Friday, July 10, 2009

TALKING BULL

Make no mistake to enter the ring and face a charging bull takes guts and courage whatever your views on Spain’s ‘fiesta nacional’ may be.

Many years ago I visited a matador who had retired after he found he fell in love with the bulls. At his home he had a giant bull that he had rescued when it was just months old. It was tame or as tame as an animal with an inbred sense to kill that is the size of a very large car with giant horns can be. With Pepe I could stand alongside it, stroke it as he talked to the beast like a loving father, which he was. I certainly wouldn’t have gone near it alone.
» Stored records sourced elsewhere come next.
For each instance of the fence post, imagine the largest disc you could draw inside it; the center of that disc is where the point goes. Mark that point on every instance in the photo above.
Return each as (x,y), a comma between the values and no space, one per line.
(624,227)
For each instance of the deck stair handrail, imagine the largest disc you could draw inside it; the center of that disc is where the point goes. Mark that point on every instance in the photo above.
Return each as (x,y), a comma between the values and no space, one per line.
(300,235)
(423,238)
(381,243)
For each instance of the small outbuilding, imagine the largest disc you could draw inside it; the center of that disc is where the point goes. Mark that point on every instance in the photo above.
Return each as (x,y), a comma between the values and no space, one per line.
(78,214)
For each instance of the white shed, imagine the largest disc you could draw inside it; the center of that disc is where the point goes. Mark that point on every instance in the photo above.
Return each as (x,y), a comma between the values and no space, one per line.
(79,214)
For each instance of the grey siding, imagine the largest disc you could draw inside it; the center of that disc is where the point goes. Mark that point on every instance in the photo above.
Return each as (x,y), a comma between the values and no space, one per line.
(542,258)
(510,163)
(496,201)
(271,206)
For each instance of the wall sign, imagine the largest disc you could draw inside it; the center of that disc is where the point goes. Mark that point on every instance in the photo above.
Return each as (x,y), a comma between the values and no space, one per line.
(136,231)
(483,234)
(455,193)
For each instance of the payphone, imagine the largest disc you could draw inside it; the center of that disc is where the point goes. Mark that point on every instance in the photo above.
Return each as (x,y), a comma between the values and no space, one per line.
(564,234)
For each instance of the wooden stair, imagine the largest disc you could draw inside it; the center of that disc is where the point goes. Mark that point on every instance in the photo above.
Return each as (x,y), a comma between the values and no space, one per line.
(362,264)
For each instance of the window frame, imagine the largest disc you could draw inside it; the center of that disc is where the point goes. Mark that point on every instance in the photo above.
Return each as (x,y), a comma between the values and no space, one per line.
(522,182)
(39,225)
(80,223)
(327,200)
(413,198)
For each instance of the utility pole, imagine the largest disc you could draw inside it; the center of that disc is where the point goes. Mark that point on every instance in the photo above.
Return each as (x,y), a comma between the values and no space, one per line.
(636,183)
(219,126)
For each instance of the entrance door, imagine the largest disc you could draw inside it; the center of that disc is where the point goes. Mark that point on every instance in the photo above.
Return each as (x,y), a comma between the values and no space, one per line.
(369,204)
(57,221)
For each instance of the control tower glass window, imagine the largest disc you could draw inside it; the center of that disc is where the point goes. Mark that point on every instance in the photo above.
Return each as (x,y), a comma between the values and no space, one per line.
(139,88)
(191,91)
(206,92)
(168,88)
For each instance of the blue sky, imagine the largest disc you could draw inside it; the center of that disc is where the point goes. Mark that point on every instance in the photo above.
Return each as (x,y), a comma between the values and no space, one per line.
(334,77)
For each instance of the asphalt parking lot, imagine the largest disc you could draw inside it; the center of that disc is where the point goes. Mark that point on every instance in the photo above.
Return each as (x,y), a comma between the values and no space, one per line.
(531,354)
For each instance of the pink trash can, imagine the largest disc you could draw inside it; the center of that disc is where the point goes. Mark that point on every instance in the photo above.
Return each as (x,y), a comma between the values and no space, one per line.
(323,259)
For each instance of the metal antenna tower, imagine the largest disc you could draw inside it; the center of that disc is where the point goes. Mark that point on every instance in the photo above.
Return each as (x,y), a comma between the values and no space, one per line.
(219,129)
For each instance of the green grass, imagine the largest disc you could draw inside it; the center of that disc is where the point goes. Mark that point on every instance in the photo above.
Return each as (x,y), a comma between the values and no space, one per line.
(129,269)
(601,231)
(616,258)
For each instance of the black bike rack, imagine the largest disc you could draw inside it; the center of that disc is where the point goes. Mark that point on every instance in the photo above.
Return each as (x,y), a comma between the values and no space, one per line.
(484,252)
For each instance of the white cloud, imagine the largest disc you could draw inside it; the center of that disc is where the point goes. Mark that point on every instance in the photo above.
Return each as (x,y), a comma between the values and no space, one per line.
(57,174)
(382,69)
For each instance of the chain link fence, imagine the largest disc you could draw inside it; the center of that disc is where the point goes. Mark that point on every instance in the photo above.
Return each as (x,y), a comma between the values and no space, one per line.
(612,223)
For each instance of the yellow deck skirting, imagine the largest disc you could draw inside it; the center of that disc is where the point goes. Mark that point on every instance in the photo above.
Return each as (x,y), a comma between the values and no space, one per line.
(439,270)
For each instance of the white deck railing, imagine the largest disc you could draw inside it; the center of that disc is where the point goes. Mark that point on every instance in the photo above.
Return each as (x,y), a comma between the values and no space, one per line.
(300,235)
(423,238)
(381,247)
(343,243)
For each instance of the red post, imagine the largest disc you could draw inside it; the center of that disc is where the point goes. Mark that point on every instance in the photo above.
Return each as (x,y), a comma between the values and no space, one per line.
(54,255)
I saw my first bullfight within weeks of arriving in Spain. It was at the small Mijas bullring that some say is the oldest in Spain but there are many other rivals for that title. I was determined to see for myself what all the fuss was about and sadly it was rather a grim affair. One of the bullfighters was the well-known Antonio José Galan, now like the bulls he faced sadly deceased, who carried out his task with skill and finesse. The other matador was a butcher, had the crowd howling with anger and was finally escorted from the tiny ring by Galan with his protective arm around the dejected man’s shoulder.

My second and last bullfight was just a few weeks later when the legendary Manuel Benítez Pérez, “El Cordobés”, appeared at the Málaga bullring. Some 25 years earlier Spain had given him a medal for tourism, he had become a film actor, bedded some 4,000 women and sired 30 children and still found time to become the country’s most internationally famous matador. I wanted to see this fascinating character before he left the stage and having done so have not visited a plaza de toros since.

However neither have I sided with either entrenched group of views on the ‘fiesta nacional’, as in religion I am an agnostic. Those who argue that if tourists stopped going to bullfights it would rapidly die are talking bull. The whole mystique of the ‘toros’ is deeply engrained in the Spanish character and there are those who would only rush to their TV sets when a bullfight is on – especially the celebrated events surrounding the major events such as Las Ventas in Madrid. The Spanish King does watch ‘corridas’, the Queen (who is Greek by birth) doesn’t. There are devotees and there are ecologist groups who would have it banned tomorrow. It can dominate television schedules; it is avoided by many like the plague. The plaza de toros is the central location in many towns but as in Puerto Banús this weekend the sands will not be stained with blood but the sweat of Spanish and German tennis stars as they compete in the Davis Cup.

One day, one day, the bull fight in Spain will perhaps die a natural death. However that will be after my hopefully peaceful passing, the slaying of many more bulls, the goring of numerous matadors and not before the aficionados of the ‘fiesta nacional’ put up a fierce fight to the death.

(As I wrote this news came in that the famed running of the bulls in Pamplona’s San Fermin festival had claimed the life of one of the participants. Around four and half minutes after the bulls were released a man was gored to death whilst nine others were injured. The festival was made internationally famous by Ernest Hemingway's novel The Sun Also Rises – and this is the first death since 1995 when 22-year-old American Matthew Tassio was gored.)

1 comment:

Miguel said...

As long as Spaniards are true Spaniards there will always be toros!